À sua frente, impassível, lá estava novamente a mentira como adversária, sem armas a apresentar, que não a dissimulação, sua razão de ser. Ansioso, Mathias esperou como nunca por este lance. Dizer ao antagonista que estava vendo suas cartas, e que ele não tinha jogo para tamanha aposta, certamente ele sorriria, aparentando muita tranquilidade. “Se acha que é blefe, paga para ver” seria sua resposta, um lugar-comum em jogos de pôquer. O certo é que a verdade nua e crua não é aceita. De outra forma, poderia repicar mais uma vez. A consciência justa, vestígios de honradez diziam-lhe: não é correto. Você está vendo o jogo dele, isto é roubo. Tossiu, sentiu a cabeça doer. Vou explodir, pensou.

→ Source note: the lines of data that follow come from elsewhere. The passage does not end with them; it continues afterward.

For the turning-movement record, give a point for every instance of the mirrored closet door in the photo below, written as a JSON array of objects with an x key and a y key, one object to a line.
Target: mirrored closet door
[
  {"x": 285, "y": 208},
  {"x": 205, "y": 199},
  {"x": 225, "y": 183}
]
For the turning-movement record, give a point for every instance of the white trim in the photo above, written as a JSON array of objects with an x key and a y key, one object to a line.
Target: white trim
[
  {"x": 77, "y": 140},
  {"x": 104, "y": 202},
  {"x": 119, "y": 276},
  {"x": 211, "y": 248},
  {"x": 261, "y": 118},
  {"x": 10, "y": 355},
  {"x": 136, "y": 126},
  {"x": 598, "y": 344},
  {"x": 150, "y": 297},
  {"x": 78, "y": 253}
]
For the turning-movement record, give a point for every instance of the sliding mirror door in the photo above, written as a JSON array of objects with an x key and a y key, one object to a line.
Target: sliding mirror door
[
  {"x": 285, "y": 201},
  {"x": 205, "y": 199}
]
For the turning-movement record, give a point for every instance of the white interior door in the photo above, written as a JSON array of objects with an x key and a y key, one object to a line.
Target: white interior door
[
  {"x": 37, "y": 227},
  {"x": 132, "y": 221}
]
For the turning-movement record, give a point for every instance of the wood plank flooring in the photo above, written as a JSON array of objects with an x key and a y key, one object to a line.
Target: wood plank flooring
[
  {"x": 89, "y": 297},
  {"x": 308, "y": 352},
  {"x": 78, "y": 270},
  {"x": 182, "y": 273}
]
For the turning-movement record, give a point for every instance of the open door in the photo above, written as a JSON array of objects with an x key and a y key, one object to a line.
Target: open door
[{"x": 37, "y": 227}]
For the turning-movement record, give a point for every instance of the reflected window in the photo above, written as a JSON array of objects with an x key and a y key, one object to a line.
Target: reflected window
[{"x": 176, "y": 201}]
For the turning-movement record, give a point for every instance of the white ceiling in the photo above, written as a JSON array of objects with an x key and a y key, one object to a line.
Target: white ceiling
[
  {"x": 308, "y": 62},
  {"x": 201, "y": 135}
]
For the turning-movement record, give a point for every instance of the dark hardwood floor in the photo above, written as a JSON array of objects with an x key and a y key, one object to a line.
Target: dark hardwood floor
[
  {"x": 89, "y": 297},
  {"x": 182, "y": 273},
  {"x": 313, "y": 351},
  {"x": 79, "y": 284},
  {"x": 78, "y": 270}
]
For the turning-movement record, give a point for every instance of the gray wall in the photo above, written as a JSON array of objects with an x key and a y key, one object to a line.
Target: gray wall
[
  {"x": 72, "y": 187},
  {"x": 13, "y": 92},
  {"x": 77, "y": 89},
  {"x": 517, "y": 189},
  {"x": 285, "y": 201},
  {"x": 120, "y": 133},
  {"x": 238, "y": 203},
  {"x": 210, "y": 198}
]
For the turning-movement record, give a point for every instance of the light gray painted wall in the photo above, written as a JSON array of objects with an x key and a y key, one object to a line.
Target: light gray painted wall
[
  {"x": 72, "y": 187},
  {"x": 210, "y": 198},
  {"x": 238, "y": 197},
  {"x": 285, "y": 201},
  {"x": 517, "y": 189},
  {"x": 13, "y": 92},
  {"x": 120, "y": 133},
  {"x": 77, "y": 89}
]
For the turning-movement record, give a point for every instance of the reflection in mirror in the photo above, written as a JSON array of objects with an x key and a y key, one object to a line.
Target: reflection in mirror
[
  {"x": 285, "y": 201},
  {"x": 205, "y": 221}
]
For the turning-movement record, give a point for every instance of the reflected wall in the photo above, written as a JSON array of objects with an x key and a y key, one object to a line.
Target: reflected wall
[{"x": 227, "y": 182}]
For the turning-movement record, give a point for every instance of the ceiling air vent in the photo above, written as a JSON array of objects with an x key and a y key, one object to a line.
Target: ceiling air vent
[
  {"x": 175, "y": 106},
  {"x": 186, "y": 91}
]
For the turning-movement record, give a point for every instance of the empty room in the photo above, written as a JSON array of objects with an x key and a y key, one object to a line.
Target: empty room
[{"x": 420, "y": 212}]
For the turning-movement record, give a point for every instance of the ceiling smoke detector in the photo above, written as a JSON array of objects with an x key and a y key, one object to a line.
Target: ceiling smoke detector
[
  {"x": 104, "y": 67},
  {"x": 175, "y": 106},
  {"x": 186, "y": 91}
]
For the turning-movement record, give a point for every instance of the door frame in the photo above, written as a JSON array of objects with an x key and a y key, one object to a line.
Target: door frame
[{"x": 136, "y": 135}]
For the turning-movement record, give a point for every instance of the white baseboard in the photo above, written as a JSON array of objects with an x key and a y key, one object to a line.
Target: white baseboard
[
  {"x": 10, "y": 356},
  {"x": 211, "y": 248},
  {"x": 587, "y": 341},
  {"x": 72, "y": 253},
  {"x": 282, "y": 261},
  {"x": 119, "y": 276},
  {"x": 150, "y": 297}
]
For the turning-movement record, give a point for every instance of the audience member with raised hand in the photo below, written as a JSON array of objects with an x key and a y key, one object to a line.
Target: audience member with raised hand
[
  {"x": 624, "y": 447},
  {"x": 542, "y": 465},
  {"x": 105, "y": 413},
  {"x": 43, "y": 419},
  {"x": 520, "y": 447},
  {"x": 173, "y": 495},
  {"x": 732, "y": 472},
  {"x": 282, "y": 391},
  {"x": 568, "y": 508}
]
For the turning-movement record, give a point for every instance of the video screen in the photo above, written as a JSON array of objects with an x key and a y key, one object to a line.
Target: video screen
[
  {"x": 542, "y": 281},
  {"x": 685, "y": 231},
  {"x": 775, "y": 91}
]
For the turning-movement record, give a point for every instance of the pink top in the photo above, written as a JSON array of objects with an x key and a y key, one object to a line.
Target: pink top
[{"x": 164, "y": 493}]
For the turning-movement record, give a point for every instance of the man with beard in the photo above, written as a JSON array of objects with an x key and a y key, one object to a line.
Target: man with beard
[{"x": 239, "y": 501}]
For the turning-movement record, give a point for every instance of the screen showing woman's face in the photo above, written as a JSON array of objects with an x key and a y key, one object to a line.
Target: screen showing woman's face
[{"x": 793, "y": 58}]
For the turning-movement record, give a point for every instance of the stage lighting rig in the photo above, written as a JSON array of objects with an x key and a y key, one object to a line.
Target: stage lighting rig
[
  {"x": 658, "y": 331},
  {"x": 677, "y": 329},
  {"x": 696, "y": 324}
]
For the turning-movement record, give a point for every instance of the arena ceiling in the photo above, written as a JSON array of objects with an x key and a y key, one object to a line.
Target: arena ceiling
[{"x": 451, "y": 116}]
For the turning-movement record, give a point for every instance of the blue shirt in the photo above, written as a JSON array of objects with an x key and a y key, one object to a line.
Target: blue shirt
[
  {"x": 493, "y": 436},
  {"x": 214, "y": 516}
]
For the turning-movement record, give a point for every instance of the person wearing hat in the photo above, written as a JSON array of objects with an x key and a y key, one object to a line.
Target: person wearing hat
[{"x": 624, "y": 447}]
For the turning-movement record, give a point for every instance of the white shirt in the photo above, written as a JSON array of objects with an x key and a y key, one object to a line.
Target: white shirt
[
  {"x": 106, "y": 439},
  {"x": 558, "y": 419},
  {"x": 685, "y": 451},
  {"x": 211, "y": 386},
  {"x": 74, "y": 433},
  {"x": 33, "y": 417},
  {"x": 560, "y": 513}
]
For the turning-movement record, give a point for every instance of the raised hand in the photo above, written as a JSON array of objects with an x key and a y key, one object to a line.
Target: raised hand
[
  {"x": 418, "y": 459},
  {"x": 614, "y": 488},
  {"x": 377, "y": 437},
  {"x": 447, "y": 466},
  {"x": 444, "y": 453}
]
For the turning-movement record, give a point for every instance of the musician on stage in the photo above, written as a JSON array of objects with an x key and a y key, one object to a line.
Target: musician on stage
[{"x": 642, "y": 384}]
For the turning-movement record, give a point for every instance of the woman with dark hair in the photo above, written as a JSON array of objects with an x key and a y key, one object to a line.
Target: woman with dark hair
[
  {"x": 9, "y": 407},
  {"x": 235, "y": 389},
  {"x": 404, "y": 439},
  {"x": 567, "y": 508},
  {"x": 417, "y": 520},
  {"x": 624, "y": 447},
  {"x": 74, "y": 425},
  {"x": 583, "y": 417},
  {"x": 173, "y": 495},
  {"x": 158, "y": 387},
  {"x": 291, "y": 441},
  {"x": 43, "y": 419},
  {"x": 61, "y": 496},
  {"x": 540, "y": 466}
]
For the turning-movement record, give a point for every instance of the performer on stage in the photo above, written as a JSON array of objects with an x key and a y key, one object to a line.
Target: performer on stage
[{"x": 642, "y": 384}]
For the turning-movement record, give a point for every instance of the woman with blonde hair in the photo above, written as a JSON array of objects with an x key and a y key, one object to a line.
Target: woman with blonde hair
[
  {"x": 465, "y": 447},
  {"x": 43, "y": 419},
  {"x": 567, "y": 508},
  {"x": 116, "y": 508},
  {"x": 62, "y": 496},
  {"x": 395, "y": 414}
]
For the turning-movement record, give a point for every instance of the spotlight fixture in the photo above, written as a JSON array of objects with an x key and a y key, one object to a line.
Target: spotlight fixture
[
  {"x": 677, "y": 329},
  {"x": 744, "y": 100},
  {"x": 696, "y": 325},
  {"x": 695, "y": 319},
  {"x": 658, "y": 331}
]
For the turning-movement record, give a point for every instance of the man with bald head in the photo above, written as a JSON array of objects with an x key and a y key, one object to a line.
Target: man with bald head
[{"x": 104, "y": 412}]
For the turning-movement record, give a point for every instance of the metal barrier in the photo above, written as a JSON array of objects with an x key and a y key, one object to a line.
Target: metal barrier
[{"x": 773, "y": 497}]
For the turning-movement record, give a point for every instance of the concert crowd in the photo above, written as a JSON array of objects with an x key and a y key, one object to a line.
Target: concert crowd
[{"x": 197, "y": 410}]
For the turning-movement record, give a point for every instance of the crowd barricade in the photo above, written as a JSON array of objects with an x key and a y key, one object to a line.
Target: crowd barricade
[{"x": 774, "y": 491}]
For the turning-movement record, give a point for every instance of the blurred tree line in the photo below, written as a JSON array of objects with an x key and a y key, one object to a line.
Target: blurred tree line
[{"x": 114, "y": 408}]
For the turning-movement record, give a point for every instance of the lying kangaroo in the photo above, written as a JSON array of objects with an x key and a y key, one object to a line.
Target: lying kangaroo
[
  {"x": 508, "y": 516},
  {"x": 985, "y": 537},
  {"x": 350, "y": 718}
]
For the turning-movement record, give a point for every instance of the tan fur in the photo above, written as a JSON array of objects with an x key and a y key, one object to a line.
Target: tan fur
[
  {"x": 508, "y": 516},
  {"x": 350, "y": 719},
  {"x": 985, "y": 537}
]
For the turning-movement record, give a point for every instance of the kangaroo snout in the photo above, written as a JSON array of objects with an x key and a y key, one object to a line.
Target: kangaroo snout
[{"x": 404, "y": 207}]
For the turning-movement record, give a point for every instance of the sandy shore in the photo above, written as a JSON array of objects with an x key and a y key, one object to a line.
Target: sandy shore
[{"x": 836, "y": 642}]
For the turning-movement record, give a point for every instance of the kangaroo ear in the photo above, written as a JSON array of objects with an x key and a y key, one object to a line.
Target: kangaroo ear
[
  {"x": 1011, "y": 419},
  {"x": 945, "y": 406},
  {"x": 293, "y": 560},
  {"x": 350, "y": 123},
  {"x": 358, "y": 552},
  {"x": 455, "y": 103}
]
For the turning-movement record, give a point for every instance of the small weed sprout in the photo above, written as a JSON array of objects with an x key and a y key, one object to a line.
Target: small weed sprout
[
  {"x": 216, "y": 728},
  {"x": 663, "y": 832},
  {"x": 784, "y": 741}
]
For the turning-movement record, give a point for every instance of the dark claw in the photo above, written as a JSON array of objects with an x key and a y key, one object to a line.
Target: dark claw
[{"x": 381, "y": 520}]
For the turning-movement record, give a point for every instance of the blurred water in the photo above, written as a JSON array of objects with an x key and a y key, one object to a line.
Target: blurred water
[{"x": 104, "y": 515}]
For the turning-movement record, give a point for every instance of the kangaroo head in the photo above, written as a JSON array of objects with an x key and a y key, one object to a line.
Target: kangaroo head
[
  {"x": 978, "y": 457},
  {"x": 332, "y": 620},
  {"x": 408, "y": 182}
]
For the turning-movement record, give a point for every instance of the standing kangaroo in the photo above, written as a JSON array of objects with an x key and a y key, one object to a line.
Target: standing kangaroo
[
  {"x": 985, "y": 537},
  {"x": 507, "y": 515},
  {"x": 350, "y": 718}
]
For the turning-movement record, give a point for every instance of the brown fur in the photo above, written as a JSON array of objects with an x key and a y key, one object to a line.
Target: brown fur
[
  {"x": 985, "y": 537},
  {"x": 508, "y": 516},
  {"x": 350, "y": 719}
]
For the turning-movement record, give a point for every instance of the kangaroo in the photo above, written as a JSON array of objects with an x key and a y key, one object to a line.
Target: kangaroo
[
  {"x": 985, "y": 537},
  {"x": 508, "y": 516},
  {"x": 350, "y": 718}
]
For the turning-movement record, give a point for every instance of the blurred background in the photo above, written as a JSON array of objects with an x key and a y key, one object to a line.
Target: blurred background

Como é que é? É pra hoje? Paga ou não paga para ver? Com este atraso, devemos prorrogar o jogo por mais meia hora.
As perguntas irônicas, perturbadores, retiraram Mathias deste mundo imaginário, recompondo seus sentidos. Tudo neste mundo pode ser tão verdadeiro e falso ao mesmo tempo.
Não, respondeu firme e sereno, jogando sobre a mesa as cartas de suas fantasias.
Recebeu uma sonora gargalhada em resposta. Aquilo não estava em jogo. Ou melhor, ele é que não estava em jogo. Sentiu um choque, um calafrio. Estava sentado em frente a uma televisão. O telefone tocava.
“Alô Mathias... Estava dormindo? Vai jogar? Me parece que você está meio sonolento. Passo por aí daqui a meia hora para apanhá-lo. O jogo de hoje é na casa do Marcos.”
Mathias, diria o poeta, “acordou para a mesma vida para que tinha adormecido”.